Ex-hippie wrote:Don't forget there's a Burke as well (a character I think should die, like now).
I didn't realize that there was a character named Burke. He was probably in a string of episodes that I did not see. But are you putting the allusion in the same category as the Early Modern (social contract) philosophers?
I never thought that Edmund Burke was much of a philosopher and I don't mean that derisively. The only place where he really engages critically with other philosophers is in his works on aesthetics, particularly beauty and sublimity. Here he is in direct dialogue with Lyotard, Kant and perhaps Hume. Indeed, his view on sublimity is one of the big ones in aesthetics. (I'm with Kant here, though, because his view on sublimity is the least limited.)
Yet, Burke is hardly a contractarian like Rousseau, Hobbes or Locke (or even the Late Moderns / German Idealists like Kant and Fichte). You are probably talking about his
Reflections on the Revolution in France. (I really enjoyed that, it is one of the best pieces of political conservativism ever.) But that is hardly a work of philosophy, much less a social contract theory. As far as I can tell, it does not put forth a theory at all. (He obviously holds a sort of conservativism, but really just in the most basic sense of the term: 'radical change is bad, but gradual change is okay'. Just incrementalism and nothing theory-laden.) It is more a work of social/political commentary, i.e. 'the French Revolution is stupid'. True,
Reflections is probably still taught on the political theory side of some political science departments. (I first heard about it in an introductory undergraduate poly sci course.) But I doubt it is ever taught in philosophy departments. Even as political theory, it is not political theory like the contractarians (or even Isaiah Berlin, Rawls or Foucault). It is more political theory like Hannah Arendt's
Origins of Totalitarianism, or something -- heavily historical social/political commentary that does not put forth a theory.

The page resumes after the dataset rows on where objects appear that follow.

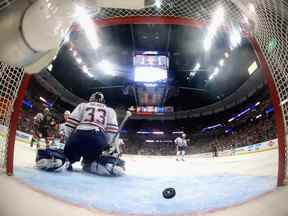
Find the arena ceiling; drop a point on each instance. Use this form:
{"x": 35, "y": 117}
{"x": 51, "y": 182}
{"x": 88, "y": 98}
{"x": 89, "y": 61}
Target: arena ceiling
{"x": 188, "y": 85}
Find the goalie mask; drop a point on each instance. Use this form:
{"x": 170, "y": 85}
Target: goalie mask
{"x": 97, "y": 97}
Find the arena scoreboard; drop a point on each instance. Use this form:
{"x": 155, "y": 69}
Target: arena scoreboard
{"x": 150, "y": 67}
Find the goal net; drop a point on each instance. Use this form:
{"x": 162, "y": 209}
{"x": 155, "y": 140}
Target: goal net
{"x": 10, "y": 81}
{"x": 264, "y": 22}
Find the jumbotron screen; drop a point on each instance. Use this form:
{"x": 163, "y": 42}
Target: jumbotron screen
{"x": 150, "y": 68}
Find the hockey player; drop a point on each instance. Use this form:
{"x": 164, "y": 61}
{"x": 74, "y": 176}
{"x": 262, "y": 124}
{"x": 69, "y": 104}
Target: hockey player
{"x": 63, "y": 138}
{"x": 181, "y": 145}
{"x": 36, "y": 133}
{"x": 91, "y": 127}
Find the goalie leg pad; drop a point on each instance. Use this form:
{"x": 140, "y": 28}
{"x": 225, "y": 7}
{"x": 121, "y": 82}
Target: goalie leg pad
{"x": 50, "y": 159}
{"x": 106, "y": 166}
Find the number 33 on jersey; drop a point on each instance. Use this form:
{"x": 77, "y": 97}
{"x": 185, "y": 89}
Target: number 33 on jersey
{"x": 93, "y": 115}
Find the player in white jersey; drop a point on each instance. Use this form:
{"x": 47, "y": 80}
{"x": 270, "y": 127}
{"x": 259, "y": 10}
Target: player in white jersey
{"x": 63, "y": 137}
{"x": 181, "y": 145}
{"x": 90, "y": 128}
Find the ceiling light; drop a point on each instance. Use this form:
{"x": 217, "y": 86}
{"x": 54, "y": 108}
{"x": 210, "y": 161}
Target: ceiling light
{"x": 50, "y": 67}
{"x": 158, "y": 3}
{"x": 107, "y": 67}
{"x": 88, "y": 26}
{"x": 235, "y": 38}
{"x": 251, "y": 8}
{"x": 221, "y": 62}
{"x": 84, "y": 68}
{"x": 78, "y": 60}
{"x": 197, "y": 67}
{"x": 252, "y": 68}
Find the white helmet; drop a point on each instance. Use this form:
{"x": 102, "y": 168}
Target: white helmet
{"x": 97, "y": 97}
{"x": 67, "y": 112}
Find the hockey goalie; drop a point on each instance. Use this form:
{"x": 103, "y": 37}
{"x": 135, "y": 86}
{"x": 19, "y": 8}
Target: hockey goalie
{"x": 93, "y": 135}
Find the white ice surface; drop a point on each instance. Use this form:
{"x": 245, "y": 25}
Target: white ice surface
{"x": 201, "y": 184}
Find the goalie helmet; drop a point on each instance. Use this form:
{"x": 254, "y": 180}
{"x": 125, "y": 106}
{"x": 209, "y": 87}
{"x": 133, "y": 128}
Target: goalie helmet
{"x": 97, "y": 97}
{"x": 50, "y": 159}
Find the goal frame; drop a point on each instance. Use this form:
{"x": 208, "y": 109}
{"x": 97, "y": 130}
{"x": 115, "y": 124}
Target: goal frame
{"x": 166, "y": 20}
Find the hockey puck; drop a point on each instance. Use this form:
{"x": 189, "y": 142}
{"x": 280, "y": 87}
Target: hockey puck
{"x": 169, "y": 193}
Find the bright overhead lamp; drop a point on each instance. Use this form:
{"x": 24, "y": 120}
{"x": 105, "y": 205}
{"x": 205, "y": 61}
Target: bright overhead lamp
{"x": 221, "y": 62}
{"x": 252, "y": 68}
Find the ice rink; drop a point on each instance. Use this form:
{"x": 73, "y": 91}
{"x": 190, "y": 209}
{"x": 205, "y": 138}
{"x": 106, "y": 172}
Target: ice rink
{"x": 203, "y": 185}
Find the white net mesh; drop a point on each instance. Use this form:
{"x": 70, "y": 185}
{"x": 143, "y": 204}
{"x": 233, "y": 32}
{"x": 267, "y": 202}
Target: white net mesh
{"x": 268, "y": 24}
{"x": 10, "y": 80}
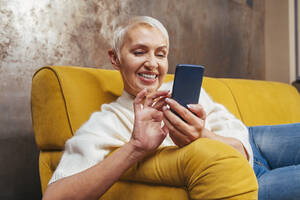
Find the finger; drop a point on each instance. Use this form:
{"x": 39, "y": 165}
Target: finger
{"x": 159, "y": 104}
{"x": 177, "y": 122}
{"x": 157, "y": 115}
{"x": 187, "y": 115}
{"x": 165, "y": 129}
{"x": 178, "y": 138}
{"x": 198, "y": 110}
{"x": 137, "y": 103}
{"x": 151, "y": 98}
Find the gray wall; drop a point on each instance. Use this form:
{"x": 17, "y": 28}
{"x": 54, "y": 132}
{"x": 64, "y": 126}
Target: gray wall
{"x": 227, "y": 36}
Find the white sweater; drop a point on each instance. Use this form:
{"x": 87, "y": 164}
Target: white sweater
{"x": 112, "y": 127}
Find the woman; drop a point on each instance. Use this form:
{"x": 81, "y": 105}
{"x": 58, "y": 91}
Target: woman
{"x": 277, "y": 161}
{"x": 134, "y": 124}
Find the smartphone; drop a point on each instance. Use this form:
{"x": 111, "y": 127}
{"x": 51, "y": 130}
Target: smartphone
{"x": 187, "y": 84}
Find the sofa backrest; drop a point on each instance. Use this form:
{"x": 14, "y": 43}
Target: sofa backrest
{"x": 63, "y": 97}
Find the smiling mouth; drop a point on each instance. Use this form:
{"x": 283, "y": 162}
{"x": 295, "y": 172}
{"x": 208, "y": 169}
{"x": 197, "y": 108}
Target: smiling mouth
{"x": 148, "y": 76}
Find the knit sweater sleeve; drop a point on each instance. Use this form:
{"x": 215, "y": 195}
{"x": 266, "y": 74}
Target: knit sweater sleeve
{"x": 220, "y": 121}
{"x": 91, "y": 143}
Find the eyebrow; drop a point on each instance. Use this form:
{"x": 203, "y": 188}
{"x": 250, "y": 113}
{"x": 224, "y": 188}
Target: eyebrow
{"x": 145, "y": 46}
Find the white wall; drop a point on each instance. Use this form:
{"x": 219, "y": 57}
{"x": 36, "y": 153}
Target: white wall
{"x": 280, "y": 40}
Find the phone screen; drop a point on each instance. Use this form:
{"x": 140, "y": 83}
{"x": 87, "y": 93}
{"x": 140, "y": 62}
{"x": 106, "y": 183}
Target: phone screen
{"x": 187, "y": 84}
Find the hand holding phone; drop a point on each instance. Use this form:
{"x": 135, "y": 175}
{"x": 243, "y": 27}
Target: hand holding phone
{"x": 187, "y": 84}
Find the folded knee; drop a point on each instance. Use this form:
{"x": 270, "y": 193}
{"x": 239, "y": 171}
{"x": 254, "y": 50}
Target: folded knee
{"x": 212, "y": 167}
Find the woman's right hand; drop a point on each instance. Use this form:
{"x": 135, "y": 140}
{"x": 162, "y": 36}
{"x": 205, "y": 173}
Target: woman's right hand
{"x": 148, "y": 132}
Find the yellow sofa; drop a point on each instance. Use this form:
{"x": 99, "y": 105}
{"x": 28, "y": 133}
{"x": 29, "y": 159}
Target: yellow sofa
{"x": 63, "y": 97}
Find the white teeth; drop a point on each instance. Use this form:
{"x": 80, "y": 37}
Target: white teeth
{"x": 148, "y": 76}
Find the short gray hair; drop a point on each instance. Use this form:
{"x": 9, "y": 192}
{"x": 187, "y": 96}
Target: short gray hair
{"x": 120, "y": 32}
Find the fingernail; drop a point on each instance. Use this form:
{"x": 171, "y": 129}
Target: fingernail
{"x": 168, "y": 100}
{"x": 164, "y": 108}
{"x": 190, "y": 105}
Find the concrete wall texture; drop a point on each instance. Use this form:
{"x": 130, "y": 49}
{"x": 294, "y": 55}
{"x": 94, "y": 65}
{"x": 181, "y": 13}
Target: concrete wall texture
{"x": 227, "y": 36}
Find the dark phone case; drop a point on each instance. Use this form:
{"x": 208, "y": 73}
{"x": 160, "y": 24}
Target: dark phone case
{"x": 187, "y": 84}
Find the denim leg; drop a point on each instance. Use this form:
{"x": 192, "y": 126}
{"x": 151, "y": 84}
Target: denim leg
{"x": 279, "y": 145}
{"x": 276, "y": 152}
{"x": 280, "y": 184}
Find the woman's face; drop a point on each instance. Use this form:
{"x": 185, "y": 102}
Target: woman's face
{"x": 143, "y": 59}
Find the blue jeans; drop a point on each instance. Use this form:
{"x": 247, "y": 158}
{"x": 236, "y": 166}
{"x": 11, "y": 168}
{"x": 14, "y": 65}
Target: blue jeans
{"x": 276, "y": 152}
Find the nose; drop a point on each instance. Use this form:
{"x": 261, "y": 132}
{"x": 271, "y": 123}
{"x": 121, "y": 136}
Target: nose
{"x": 151, "y": 62}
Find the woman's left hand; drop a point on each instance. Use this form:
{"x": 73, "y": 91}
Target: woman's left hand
{"x": 183, "y": 132}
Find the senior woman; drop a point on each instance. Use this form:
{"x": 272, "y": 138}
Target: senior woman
{"x": 139, "y": 122}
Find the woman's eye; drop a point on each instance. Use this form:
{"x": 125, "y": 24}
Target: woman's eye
{"x": 161, "y": 55}
{"x": 138, "y": 53}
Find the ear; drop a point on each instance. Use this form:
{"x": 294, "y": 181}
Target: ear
{"x": 114, "y": 59}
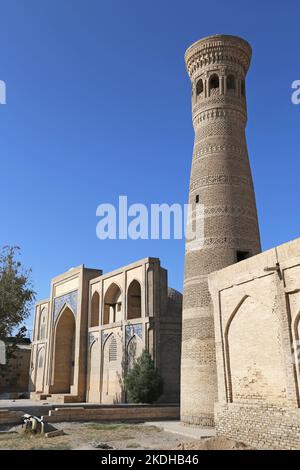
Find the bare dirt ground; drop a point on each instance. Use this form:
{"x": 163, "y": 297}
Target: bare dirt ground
{"x": 92, "y": 436}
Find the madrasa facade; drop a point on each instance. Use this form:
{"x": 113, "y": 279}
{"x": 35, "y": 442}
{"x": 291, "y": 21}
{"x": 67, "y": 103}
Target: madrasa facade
{"x": 94, "y": 326}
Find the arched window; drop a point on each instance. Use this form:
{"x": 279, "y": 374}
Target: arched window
{"x": 214, "y": 84}
{"x": 42, "y": 324}
{"x": 134, "y": 300}
{"x": 112, "y": 304}
{"x": 243, "y": 91}
{"x": 113, "y": 350}
{"x": 230, "y": 82}
{"x": 199, "y": 87}
{"x": 95, "y": 309}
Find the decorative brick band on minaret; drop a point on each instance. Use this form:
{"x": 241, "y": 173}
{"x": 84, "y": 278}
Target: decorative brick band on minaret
{"x": 220, "y": 180}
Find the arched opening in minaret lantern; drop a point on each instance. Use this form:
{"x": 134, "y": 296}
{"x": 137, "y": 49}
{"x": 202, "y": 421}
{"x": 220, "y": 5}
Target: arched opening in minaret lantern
{"x": 214, "y": 84}
{"x": 199, "y": 87}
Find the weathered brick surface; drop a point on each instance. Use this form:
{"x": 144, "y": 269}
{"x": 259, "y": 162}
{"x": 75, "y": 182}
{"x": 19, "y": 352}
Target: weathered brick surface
{"x": 144, "y": 413}
{"x": 260, "y": 426}
{"x": 257, "y": 329}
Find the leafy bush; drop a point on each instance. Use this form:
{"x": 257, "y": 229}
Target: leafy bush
{"x": 143, "y": 382}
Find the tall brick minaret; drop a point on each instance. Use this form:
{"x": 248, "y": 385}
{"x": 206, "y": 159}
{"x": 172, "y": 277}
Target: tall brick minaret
{"x": 220, "y": 180}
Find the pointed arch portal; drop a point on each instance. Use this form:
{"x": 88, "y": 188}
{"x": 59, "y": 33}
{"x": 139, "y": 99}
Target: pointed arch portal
{"x": 64, "y": 352}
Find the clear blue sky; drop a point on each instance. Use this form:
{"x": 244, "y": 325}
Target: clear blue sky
{"x": 98, "y": 104}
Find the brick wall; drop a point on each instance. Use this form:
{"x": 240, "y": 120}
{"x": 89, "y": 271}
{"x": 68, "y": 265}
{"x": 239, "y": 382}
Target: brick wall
{"x": 260, "y": 426}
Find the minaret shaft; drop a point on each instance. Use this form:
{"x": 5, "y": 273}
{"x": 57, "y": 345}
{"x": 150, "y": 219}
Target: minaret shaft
{"x": 220, "y": 180}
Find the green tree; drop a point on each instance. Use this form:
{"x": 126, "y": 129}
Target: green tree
{"x": 143, "y": 382}
{"x": 16, "y": 296}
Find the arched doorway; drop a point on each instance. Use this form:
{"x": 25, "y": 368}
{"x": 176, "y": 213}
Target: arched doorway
{"x": 95, "y": 310}
{"x": 64, "y": 352}
{"x": 39, "y": 381}
{"x": 134, "y": 302}
{"x": 112, "y": 304}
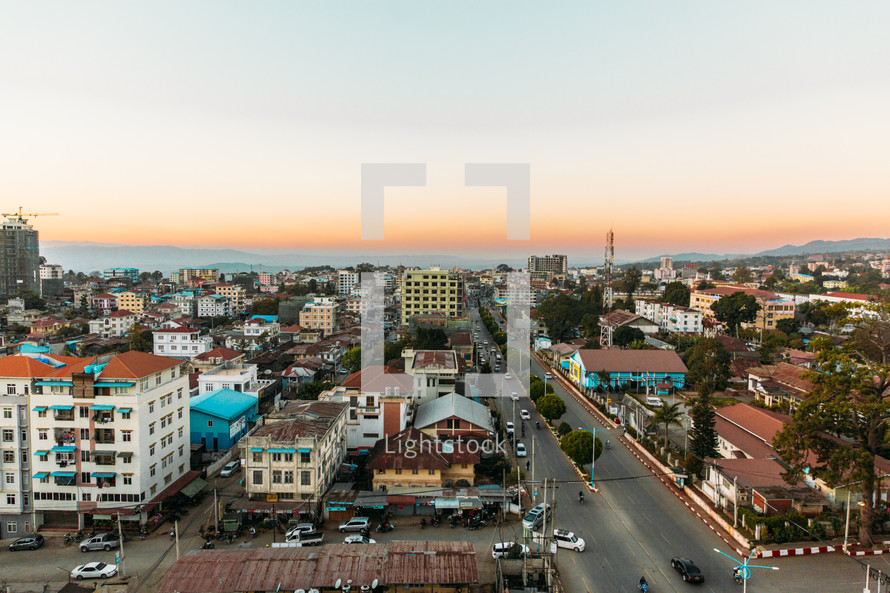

Again, I don't know anything about the
Lost character, but I suspect that the allusion is unlike the social contract philosophers allusions. If it is a substantive allusions, which I take it we both doubt, I think it is much more likely that it has something to do with aesthetics. Or, perhaps, it could be something a little bit more straightforward along the lines of 'the French Revolution is stupid' ... After all, I would think that Burke is better known for his
Reflections.
EDIT: Or it could be what you call "weird coincidences" that really aren't supposed to contribute much. But even if that is right, it is not a weird coincidence in the sense that there are so many characters names after social contract theorists. It would be if his name were Hobbes or something. I guess Hume doesn't belong in the same category either, but at least he was a philosopher, and an Early Modern one, while Burke was more of a social commentator.